Plano de paz para a Ucrânia: o que se sabe até agora?

O plano norte-americano para a Ucrânia está a ser discutido em Abu Dhabi por delegações dos EUA e da Rússia. Kiev terá aceitado o acordo proposto pela administração de Trump e Zelensky é esperado em Washington ainda esta semana. A Rússia ainda não reagiu à 'luz verde' da Ucrânia.

Plano de paz para a Ucrânia: o que se sabe até agora?
AP

O plano norte-americano para a Ucrânia - inicialmente estruturado em 28 pontos e já em processo de revisão para 19 - está a ser discutido em Abu Dhabi por delegações dos EUA e da Rússia.

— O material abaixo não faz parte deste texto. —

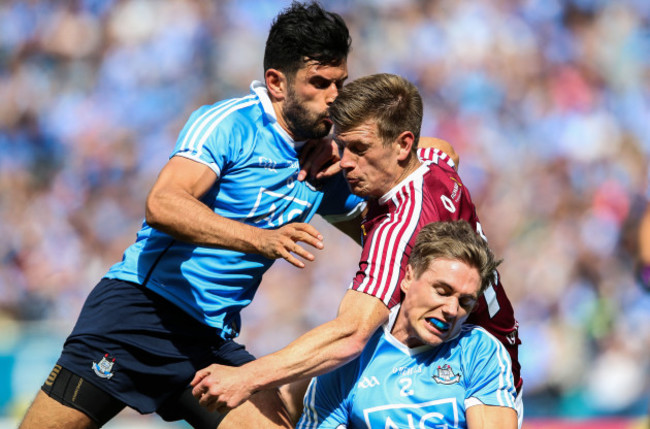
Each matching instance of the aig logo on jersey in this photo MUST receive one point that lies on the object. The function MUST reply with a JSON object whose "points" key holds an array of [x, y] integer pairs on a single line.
{"points": [[368, 382], [446, 375], [424, 415]]}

As negociações desta terça-feira nos Emirados Árabes Unidos decorrem de contactos multilaterais anteriores em Genebra, num contexto de pressão política sobre Kiev e de tentativa ocidental de reequilibrar uma proposta considerada excessivamente favorável a Moscovo.

Este momento representa uma viragem do processo negocial, com Washington a procurar demonstrar progressos rápidos, enquanto Moscovo mantém uma posição ambígua, deixando em aberto se as alterações em curso serão suficientes para garantir a sua aceitação.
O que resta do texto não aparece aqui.